### **Imports**

In [1]:
import pandas as pd

from sqlalchemy import create_engine
import secrets_
import urllib

### **Connecting with SQL Server database**

In [2]:
params = urllib.parse.quote_plus("""DRIVER={}; 
                                    SERVER={}; 
                                    DATABASE={}; 
                                    Trusted_Connection=yes""".format(secrets_.driver, secrets_.server, secrets_.database))
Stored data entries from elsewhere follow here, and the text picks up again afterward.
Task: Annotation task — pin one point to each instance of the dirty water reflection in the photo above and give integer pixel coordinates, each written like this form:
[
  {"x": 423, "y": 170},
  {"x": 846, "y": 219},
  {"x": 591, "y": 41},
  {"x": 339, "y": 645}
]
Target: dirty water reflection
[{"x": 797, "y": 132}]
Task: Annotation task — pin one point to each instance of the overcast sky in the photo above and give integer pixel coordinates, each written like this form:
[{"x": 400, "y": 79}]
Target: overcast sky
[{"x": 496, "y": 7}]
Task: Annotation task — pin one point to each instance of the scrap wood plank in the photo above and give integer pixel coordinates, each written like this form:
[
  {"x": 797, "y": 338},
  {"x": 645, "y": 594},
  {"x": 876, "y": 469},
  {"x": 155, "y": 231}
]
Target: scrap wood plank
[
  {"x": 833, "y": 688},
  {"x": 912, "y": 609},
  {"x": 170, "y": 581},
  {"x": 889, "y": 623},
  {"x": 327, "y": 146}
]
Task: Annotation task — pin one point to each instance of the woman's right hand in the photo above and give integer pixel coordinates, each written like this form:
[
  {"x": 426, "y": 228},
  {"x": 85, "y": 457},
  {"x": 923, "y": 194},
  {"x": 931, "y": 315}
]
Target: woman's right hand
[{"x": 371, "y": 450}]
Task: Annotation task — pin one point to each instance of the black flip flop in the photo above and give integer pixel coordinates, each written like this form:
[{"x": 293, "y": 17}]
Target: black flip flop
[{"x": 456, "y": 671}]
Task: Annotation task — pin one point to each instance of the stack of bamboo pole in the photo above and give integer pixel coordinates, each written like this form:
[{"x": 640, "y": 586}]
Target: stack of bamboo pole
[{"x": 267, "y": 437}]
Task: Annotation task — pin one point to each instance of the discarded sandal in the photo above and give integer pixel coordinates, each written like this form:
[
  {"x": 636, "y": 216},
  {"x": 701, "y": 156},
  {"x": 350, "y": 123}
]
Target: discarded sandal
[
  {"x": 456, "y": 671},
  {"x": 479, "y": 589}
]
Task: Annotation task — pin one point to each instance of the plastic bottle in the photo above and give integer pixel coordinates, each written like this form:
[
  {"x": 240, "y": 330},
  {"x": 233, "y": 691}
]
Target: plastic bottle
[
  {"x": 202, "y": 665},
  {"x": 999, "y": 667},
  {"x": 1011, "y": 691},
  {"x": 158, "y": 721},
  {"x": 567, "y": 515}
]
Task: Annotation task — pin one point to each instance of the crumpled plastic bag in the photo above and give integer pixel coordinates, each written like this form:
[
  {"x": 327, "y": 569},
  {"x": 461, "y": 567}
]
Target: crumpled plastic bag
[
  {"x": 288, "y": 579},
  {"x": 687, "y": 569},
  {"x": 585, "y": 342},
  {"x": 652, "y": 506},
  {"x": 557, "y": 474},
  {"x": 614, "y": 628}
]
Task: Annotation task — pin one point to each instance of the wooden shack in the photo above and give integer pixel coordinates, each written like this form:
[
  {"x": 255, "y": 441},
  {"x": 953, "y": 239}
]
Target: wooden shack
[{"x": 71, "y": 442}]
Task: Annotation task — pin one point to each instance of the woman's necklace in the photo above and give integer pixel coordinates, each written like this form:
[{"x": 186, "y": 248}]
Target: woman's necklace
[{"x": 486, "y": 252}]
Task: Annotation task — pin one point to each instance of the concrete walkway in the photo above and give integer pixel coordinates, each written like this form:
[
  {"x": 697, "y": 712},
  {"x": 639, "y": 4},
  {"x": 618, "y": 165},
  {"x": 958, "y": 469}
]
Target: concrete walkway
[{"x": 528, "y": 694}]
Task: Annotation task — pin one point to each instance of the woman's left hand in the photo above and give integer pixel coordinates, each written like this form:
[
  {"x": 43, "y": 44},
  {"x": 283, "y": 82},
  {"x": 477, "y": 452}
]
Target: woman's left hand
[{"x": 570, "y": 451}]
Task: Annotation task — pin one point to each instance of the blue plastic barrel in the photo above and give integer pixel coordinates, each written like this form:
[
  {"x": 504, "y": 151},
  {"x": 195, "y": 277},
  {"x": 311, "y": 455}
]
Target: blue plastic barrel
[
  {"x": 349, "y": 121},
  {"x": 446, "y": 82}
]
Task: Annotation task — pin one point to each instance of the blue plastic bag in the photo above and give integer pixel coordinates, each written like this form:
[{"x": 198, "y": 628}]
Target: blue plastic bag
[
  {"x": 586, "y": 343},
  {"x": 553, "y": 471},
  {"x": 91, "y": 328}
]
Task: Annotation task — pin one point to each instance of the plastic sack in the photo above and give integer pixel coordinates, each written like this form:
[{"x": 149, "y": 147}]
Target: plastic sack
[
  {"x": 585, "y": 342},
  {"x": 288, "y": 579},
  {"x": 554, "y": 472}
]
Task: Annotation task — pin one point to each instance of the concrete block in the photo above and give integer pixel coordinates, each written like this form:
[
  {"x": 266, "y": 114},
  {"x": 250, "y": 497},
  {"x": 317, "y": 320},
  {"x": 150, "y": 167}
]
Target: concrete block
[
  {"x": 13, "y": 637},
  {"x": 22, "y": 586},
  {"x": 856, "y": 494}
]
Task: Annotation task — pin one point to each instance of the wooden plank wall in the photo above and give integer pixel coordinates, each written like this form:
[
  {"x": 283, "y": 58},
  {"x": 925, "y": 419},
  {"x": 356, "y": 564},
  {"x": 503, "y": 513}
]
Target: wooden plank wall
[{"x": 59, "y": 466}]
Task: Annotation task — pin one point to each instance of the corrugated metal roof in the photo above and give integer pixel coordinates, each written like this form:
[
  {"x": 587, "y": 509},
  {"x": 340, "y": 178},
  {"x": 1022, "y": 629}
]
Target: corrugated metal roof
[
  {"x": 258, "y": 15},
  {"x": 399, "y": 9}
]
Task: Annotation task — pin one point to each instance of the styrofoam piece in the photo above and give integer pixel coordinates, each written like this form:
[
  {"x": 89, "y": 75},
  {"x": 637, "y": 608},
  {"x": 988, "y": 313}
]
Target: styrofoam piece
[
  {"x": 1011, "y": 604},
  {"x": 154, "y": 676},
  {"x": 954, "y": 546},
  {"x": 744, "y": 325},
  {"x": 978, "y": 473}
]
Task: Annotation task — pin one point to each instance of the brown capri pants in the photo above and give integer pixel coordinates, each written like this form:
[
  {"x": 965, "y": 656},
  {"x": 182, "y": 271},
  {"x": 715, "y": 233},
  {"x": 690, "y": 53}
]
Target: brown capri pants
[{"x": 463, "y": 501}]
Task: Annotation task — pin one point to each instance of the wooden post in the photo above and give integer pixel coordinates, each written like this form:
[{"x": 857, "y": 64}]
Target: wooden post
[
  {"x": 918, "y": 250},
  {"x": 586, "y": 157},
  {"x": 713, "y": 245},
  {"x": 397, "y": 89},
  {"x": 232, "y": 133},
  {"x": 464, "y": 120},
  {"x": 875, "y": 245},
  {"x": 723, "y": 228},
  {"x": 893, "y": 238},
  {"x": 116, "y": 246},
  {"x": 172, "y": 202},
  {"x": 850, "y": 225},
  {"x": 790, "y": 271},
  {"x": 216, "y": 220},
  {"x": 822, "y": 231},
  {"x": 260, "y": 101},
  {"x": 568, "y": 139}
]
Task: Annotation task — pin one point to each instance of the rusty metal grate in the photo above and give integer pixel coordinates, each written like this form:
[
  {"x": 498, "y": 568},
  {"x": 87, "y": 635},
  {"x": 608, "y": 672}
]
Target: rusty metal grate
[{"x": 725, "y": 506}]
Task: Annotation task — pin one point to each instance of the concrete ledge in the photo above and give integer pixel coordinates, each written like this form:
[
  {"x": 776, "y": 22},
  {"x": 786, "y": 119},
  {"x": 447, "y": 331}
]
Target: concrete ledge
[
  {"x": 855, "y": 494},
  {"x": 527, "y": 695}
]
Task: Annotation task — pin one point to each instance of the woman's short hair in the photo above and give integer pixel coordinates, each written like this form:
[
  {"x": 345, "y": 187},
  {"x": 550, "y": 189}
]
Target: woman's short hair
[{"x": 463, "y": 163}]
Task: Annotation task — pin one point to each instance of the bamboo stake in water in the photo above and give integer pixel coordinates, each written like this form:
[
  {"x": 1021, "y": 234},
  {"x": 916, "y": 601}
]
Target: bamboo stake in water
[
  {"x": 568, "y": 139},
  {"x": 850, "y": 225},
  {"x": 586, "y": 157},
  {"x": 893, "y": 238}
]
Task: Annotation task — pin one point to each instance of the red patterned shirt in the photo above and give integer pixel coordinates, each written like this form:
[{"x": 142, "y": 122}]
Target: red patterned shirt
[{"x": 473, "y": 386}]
conn = create_engine("mssql+pyodbc:///?odbc_connect={}".format(params))

### **Analysis**

**SQL Query calculating daily retention rate**

In [3]:
pd.read_sql_query("""

-- unique combination of user and date
WITH user_data as (
	SELECT DISTINCT user_id, CAST(time_stamp AS date) as date_visited
	FROM data_visits
	WHERE time_stamp < '2021-06-11'),

-- number of users who visited platform on each day
daily_users as (
	SELECT date_visited, count(*) as users
	FROM user_data
	GROUP BY date_visited),

-- table with users, dates of their visits on platform and the next date when they returned to platofrm
users_dates AS (
	SELECT user_id, date_visited, 
			lead(date_visited, 1) over (partition by user_id ORDER BY  user_id, date_visited) AS date_returned
	FROM user_data),

-- number of users who returned to platform within 3 days from their previous visit for each day
returned_users AS (
	SELECT date_visited, count(*) as returned
	FROM users_dates
	WHERE DATEDIFF(day, date_visited, date_returned) IN (1,2,3)
	GROUP BY date_visited)

SELECT returned_users.date_visited, round((cast(returned as float)/users)*100, 2) as retention_rate
FROM returned_users INNER JOIN daily_users ON returned_users.date_visited = daily_users.date_visited
WHERE returned_users.date_visited <= '2021-06-07'
ORDER BY returned_users.date_visited
""", conn)

Unnamed: 0,date_visited,retention_rate
0,2021-06-01,70.17
1,2021-06-02,70.82
2,2021-06-03,70.22
3,2021-06-04,72.49
4,2021-06-05,69.69
5,2021-06-06,67.83
6,2021-06-07,68.57